🤖 AI Summary
This work proposes a multi-stage dynamic analysis framework powered by a large language model (LLM) agent to address the limitations of existing AI-generated image detection methods, which often rely on a single type of forgery cue and consequently suffer from constrained performance and conflicting outcomes. By synergistically integrating semantic and signal-level evidence, the framework enables context-aware incorporation of expert knowledge and resolves inconsistencies through an expert profiling knowledge base, contextual clustering, and a rapid ensemble mechanism. The resulting paradigm is both scalable and interpretable, producing fine-grained, human-readable forensic reports that significantly enhance detection reliability and practical deployability in real-world scenarios.
📝 Abstract
The increasing realism of AI-Generated Images (AIGI) has created an urgent need for forensic tools capable of reliably distinguishing synthetic content from authentic imagery.

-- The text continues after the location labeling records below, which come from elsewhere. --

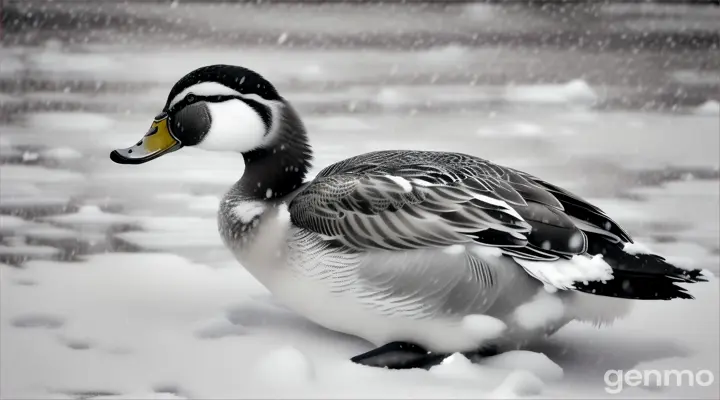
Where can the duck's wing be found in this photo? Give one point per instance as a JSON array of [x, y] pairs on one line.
[[411, 200], [392, 212], [396, 201]]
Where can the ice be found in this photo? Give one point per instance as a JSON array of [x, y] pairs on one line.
[[543, 310], [636, 248], [62, 154], [27, 251], [285, 366], [70, 122], [536, 363], [185, 320], [38, 174], [710, 108], [483, 327], [518, 384], [91, 217], [576, 93]]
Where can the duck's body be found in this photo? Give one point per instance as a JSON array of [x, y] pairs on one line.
[[445, 251]]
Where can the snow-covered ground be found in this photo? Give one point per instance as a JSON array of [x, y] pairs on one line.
[[114, 282]]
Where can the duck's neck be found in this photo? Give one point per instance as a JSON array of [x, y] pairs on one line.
[[278, 169]]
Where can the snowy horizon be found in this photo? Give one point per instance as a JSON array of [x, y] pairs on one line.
[[114, 282]]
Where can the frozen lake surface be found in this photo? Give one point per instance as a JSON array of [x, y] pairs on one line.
[[114, 281]]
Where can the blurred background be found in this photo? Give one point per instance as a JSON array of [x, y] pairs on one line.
[[616, 101]]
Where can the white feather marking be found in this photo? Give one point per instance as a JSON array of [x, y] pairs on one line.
[[486, 251], [205, 89], [402, 182], [248, 210], [564, 274], [235, 127], [454, 249], [421, 182], [499, 203], [218, 89]]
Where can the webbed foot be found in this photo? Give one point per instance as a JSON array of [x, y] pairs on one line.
[[403, 355]]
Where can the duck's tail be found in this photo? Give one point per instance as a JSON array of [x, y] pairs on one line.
[[637, 275]]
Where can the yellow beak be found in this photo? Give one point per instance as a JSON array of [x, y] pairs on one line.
[[158, 141]]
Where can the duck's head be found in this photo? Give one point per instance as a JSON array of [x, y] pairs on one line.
[[218, 107]]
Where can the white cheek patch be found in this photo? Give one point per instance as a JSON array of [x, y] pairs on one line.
[[205, 89], [235, 126]]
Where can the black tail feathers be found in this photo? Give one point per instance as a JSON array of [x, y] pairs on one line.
[[638, 276]]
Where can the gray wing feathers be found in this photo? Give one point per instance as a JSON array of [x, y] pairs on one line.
[[414, 199], [393, 213]]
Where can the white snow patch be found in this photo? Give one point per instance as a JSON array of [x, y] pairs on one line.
[[483, 327], [248, 210], [91, 217], [62, 153], [563, 274], [525, 129], [575, 93], [518, 384], [70, 122], [31, 251], [402, 182], [37, 174], [456, 366], [543, 310], [710, 108], [637, 248], [536, 363], [286, 366]]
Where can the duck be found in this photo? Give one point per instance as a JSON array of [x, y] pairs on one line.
[[423, 254]]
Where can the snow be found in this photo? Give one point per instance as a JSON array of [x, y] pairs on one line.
[[62, 153], [519, 384], [543, 310], [483, 327], [710, 108], [536, 363], [576, 93], [637, 248], [248, 210], [173, 315], [285, 366]]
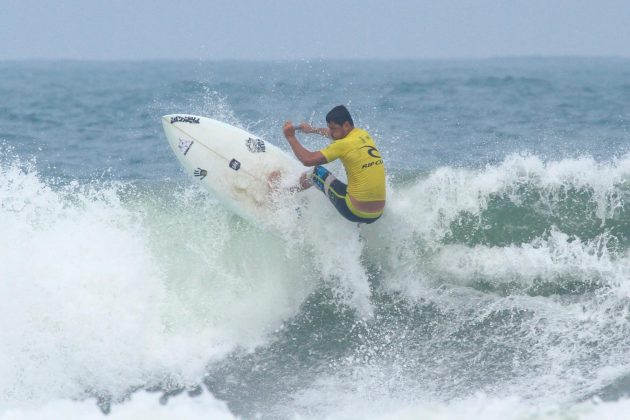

Existing detectors are typically tailored to specific forgery artifacts--such as frequency-domain patterns or semantic inconsistencies--leading to specialized performance and, at times, conflicting judgments. To address these limitations, we present \textbf{AgentFoX}, a Large Language Model-driven framework that redefines AIGI detection as a dynamic, multi-phase analytical process. Our approach employs a quick-integration fusion mechanism guided by a curated knowledge base comprising calibrated Expert Profiles and contextual Clustering Profiles. During inference, the agent begins with high-level semantic assessment, then transitions to fine-grained, context-aware synthesis of signal-level expert evidence, resolving contradictions through structured reasoning. Instead of returning a coarse binary output, AgentFoX produces a detailed, human-readable forensic report that substantiates its verdict, enhancing interpretability and trustworthiness for real-world deployment. Beyond providing a novel detection solution, this work introduces a scalable agentic paradigm that facilitates intelligent integration of future and evolving forensic tools.